Search code examples
pythonnumpymemoryscipysparse-matrix

Large memory usage of scipy.sparse.csr_matrix.toarray()


I have a fairly large sparse matrix A as a scipy.sparse.csr_matrix. It has the following properties:

A.shape: (77169, 77169)
A.nnz: 284811011
A.dtype: dtype('float16')

Now I have to convert it to a dense array using .toarray(). My estimate for the memory usage would be

77169**2 * (16./8.) / 1024.**3 = 11.09... GB

which would be fine as my machine has ~48GB of memory. In fact, if I create a=np.ones((77169, 77169), dtype=np.float16) that works fine and indeed a.nbytes/1024.**3 = 11.09.... However, when I run A.toarray() on the sparse matrix it packs all of memory and starts to use the swap at some point (it doesn't raise a MemoryError). Whats going wrong here? Shouldn't it easily fit into my memory?


Solution

  • For the csr toarray() does

    self.tocoo(copy=False).toarray(order=order, out=out)
    

    you could go on to trace coo.toarray, but I suspect it ends up using compiled code. But I suspect it ends up do the equivalent of:

    In [715]: M=sparse.random(10,10,.2,format='csr')
    In [717]: M=M.astype(np.float16)
    In [718]: A = np.zeros(M.shape, M.dtype)
    In [719]: Mo=M.tocoo()
    In [720]: A[Mo.row, Mo.col] = Mo.data
    

    Curiously though if I do

    In [728]: Mo.toarray()
         ...
        257         coo_todense(M, N, self.nnz, self.row, self.col, self.data,
    --> 258                     B.ravel('A'), fortran)
        259         return B
    ...
    ValueError: Output dtype not compatible with inputs.
    

    It's having trouble with the float16. Mo.astype(float).toarray() works fine. I get this error even if use toarray(out=out) with a float16 out, which makes me suspect coo_todense has been compiled with just a couple dtype alternatives. Maybe I'll dig into that later.
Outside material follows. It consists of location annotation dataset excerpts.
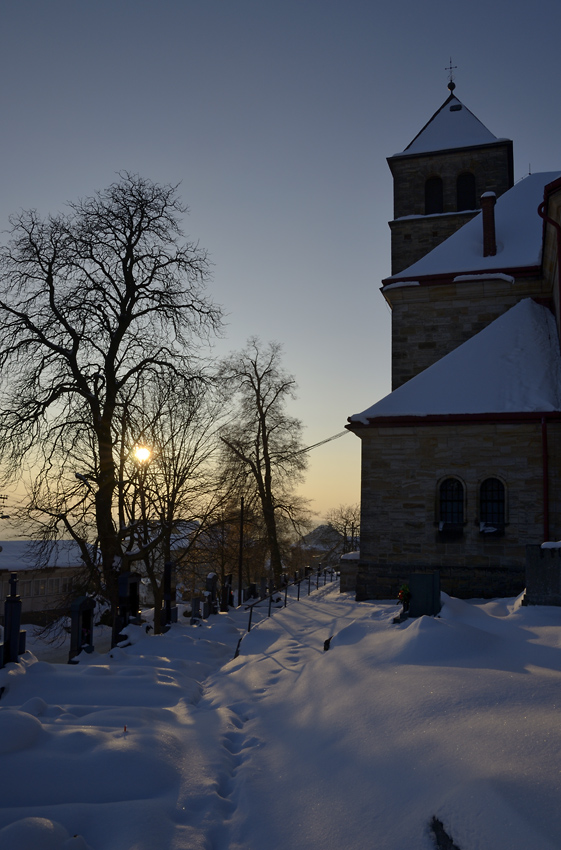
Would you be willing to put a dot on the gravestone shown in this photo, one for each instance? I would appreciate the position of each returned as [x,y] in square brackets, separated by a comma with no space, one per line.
[205,605]
[14,637]
[195,609]
[226,596]
[212,593]
[543,576]
[81,626]
[425,594]
[129,601]
[168,614]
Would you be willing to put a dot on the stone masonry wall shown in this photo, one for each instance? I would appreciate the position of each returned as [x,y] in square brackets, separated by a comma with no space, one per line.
[430,321]
[491,166]
[401,469]
[412,238]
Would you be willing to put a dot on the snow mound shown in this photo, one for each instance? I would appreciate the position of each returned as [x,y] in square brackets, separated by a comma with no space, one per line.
[39,834]
[18,731]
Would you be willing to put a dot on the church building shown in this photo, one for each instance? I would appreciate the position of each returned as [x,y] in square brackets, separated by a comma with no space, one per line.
[461,463]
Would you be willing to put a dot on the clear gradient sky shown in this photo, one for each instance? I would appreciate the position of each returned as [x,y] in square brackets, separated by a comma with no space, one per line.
[276,116]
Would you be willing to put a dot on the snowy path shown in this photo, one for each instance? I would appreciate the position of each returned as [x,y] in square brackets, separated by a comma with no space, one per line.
[288,747]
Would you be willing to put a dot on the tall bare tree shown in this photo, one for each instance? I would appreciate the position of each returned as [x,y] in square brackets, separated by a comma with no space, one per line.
[263,446]
[95,305]
[346,521]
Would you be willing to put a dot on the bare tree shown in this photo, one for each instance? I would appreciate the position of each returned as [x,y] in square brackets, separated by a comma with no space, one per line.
[346,521]
[263,444]
[95,305]
[169,479]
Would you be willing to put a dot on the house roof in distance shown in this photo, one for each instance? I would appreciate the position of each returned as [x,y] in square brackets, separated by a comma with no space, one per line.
[18,555]
[451,126]
[519,234]
[511,366]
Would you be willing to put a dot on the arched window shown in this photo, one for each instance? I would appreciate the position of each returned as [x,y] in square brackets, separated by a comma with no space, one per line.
[450,504]
[433,196]
[465,192]
[492,502]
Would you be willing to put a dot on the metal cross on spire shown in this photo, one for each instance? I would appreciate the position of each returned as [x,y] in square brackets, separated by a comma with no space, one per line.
[451,68]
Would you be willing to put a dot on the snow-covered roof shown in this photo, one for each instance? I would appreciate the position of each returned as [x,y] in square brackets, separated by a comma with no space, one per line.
[518,228]
[18,555]
[512,365]
[451,126]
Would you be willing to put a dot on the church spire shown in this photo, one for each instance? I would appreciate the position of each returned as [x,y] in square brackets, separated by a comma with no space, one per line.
[451,68]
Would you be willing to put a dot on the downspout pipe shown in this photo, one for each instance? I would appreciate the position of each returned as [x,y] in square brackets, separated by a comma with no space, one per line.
[545,481]
[542,213]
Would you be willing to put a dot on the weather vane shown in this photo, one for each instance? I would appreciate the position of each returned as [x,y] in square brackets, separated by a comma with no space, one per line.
[451,68]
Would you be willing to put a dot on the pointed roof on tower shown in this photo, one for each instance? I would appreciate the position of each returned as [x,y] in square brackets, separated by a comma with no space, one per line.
[451,126]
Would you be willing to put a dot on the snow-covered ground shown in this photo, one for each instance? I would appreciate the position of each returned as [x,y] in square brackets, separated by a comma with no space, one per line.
[289,747]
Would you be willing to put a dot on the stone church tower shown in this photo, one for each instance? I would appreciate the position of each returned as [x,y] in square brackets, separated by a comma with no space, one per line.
[440,177]
[461,462]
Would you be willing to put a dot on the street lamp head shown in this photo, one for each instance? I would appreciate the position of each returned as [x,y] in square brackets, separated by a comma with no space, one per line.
[142,453]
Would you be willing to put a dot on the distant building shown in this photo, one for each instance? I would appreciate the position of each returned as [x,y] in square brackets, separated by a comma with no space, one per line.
[42,589]
[461,463]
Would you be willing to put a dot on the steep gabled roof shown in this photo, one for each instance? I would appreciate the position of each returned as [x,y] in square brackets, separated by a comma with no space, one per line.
[519,232]
[451,126]
[511,366]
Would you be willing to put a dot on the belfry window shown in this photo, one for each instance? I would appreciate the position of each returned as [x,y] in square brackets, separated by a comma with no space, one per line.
[434,196]
[492,504]
[465,192]
[450,505]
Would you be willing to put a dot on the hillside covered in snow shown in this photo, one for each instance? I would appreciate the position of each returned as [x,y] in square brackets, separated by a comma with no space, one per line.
[172,743]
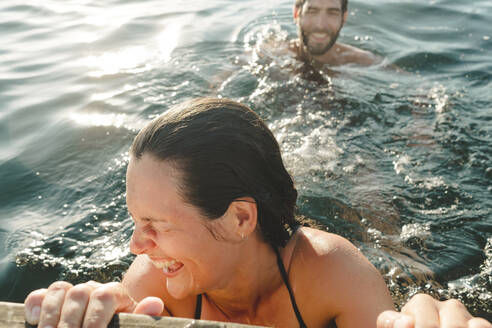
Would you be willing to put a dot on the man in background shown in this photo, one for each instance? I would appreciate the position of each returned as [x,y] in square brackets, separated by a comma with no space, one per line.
[319,23]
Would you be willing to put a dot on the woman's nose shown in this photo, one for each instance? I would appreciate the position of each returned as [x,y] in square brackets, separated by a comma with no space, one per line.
[139,243]
[321,21]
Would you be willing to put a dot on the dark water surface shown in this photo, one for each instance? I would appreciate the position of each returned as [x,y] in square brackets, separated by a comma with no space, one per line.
[399,163]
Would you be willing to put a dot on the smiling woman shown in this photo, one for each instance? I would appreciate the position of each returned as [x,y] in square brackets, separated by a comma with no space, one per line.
[217,239]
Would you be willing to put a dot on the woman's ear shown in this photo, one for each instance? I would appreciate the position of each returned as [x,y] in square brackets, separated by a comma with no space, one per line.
[345,16]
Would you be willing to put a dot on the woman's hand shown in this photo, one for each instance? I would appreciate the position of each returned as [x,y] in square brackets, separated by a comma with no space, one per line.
[90,304]
[423,311]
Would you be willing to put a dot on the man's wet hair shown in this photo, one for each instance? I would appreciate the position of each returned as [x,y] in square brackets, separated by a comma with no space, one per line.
[223,151]
[300,3]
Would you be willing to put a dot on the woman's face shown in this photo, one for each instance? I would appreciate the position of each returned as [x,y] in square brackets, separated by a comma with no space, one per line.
[172,233]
    In [741]: scipy.__version__
    Out[741]: '0.18.1'
    

    A comment in Warren's bug report

    but the xxx_todense functions are actually A += X,

    suggests that the copy from Mo.data to A[] is more complicated that what indicated. toarray sums duplicates, as it would with Mo.tocsr() or Mo.sum_duplicates().